I'll be honest, I like doing the SAME THINGS each time, each dog, etc... and having the same results. It's predictable, easy, and you get to be smug when everything is well.

Not field training any dogs - I want to try with my middle dog, but he is very very high prey drive in a "I want to eat it instead of bringing it back" way - and yes, this happened while field training with a live bird. I'm putting obedience first and seeing how he is in another year before trying field again. I don't want to be stuck chasing my dog around trying to get a bird from him before he eats it alive! Obedience training will fix that.

He's different from his dad who was the absolute opposite (very obedient and willing to do anything for me, but hated the taste of birds and you could see his disgusted look each time he had to pick one up).

And I suspect my baby who is a full sibling of the middle dog will also be different. I'm not sure at this time. He's not food driven the same way the middle dog is, but seems very willing to put anything in his mouth. I am hoping he is somewhere in the middle (wants to get all the birds, but thinks of them as "toys" vs "food").

Dad dog - has a workhorse mentality + agile and delicate. Needs a soft hand and positive energy from me or he folds.

Why did I want pups from him? He's got athleticism and smarts that most show goldens seem to lack, I think. He's catlike. He can jump anything without making a noise.

Pup # 1 (middle dog) - I don't honestly know if he's as smart as his dad. He's more flamboyant, hyper, flashy, and very much an overachiever. Some things, he needs to be taught them a little different than I taught his dad. He's not a "do it right one time, learn forever" type of dog like his dad is. That's where I had to change up how I teach some things. For example, he's learned the "go out" for obedience (which is go a straight line out until I stop him). But he has me pulling my hair out teaching him a legit "mark" for the go-out and also gloves. It's just not computing the way I taught his dad. So changing that game. He's also a bottomless pit of energy. He wants to play nonstop. I could train him for 2 hours and he'll be kicking and screaming about being put on the side while I train another dog.

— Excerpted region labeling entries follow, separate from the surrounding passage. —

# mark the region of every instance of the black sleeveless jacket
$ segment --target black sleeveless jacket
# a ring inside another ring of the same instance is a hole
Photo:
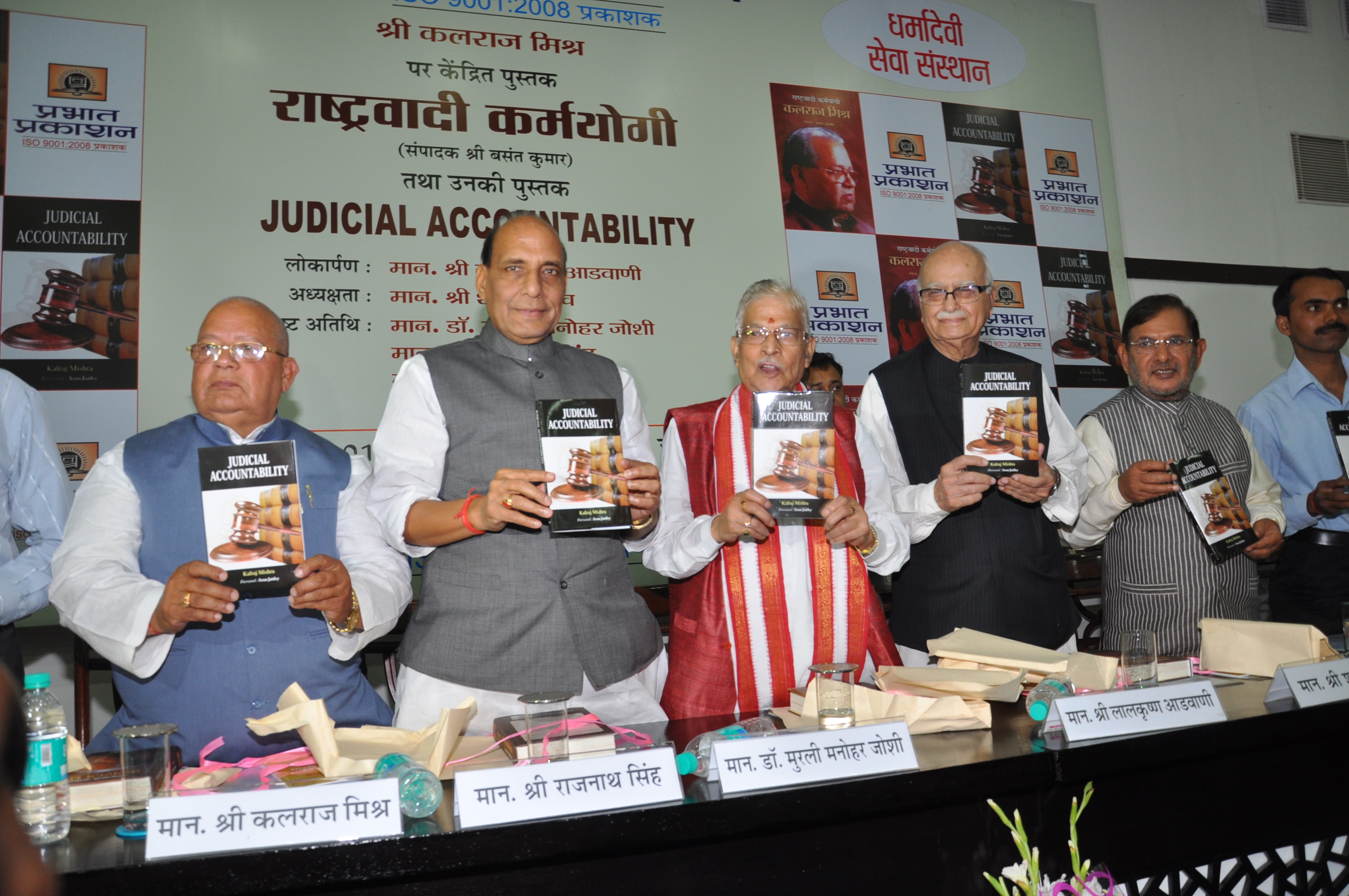
[[[1033,362],[981,343],[967,363]],[[1039,370],[1036,364],[1037,375]],[[871,374],[909,482],[935,480],[942,464],[965,453],[960,364],[924,341]],[[1039,505],[1014,501],[996,487],[912,547],[909,561],[894,573],[893,600],[896,642],[920,650],[928,638],[956,627],[1054,649],[1078,625],[1054,522]]]

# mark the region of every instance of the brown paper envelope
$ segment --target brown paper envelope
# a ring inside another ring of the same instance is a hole
[[[375,762],[386,753],[406,753],[437,775],[455,750],[464,726],[478,708],[468,698],[453,710],[442,708],[440,721],[420,731],[364,725],[359,729],[335,727],[324,702],[310,700],[299,683],[293,683],[277,700],[277,711],[262,719],[244,719],[254,734],[298,731],[314,754],[324,777],[371,775]]]
[[[1118,683],[1120,659],[1095,653],[1070,653],[1067,672],[1075,688],[1109,691]]]
[[[1001,638],[996,634],[956,629],[951,634],[928,641],[928,653],[951,660],[969,660],[1008,669],[1025,669],[1039,675],[1064,672],[1068,654],[1037,648],[1033,644]]]
[[[1325,633],[1314,625],[1199,619],[1199,668],[1232,675],[1273,673],[1284,663],[1336,656]]]
[[[815,681],[811,680],[809,687],[805,688],[805,704],[799,717],[803,725],[819,725],[816,706]],[[969,731],[990,727],[993,710],[985,700],[886,694],[854,684],[853,718],[858,722],[902,718],[909,726],[909,734],[932,734],[935,731]]]
[[[952,669],[935,665],[882,665],[876,685],[911,696],[959,696],[967,700],[1016,703],[1024,669]]]

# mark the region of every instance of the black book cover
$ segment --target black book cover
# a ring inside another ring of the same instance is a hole
[[[206,561],[240,596],[290,594],[305,560],[294,441],[198,448]]]
[[[1035,364],[960,364],[965,453],[989,459],[970,470],[994,479],[1040,475],[1050,447],[1040,386]]]
[[[544,486],[553,499],[548,528],[553,533],[629,529],[633,509],[627,480],[619,475],[627,463],[618,402],[541,398],[536,409],[544,470],[554,476]]]
[[[1213,455],[1201,451],[1176,460],[1171,464],[1171,472],[1180,480],[1180,499],[1214,563],[1230,560],[1260,540]]]
[[[834,393],[754,393],[750,478],[776,520],[819,520],[838,494]]]
[[[1349,410],[1327,410],[1326,422],[1340,452],[1340,471],[1349,475]]]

Pup # 2 (baby) - I'm finding he has a lot of desire to please, eagerness to work, but part of the complication in training him is the jealousy from the other dogs... other part is he's also very distracted by everything. I think part of that is he's more independent than most dogs I've had. That doesn't bother me right now, because a lot of golden boys start off being independent and goofy, but by the time they are 5 months old they start becoming very attached to their people and listening better.

^^^^ All this is my scattered thoughts on bringing home my equivalent of littermates (full brothers born 1 year apart). I'm remembering why I'd always said I wouldn't buy a puppy before the other dogs were at least 3. o_O! So much easier focusing on training only 1 dog.

When people talk about getting littermates, I do think that they are possibly stretching themselves thin - or stretching the time they can commit to each pup pretty thin.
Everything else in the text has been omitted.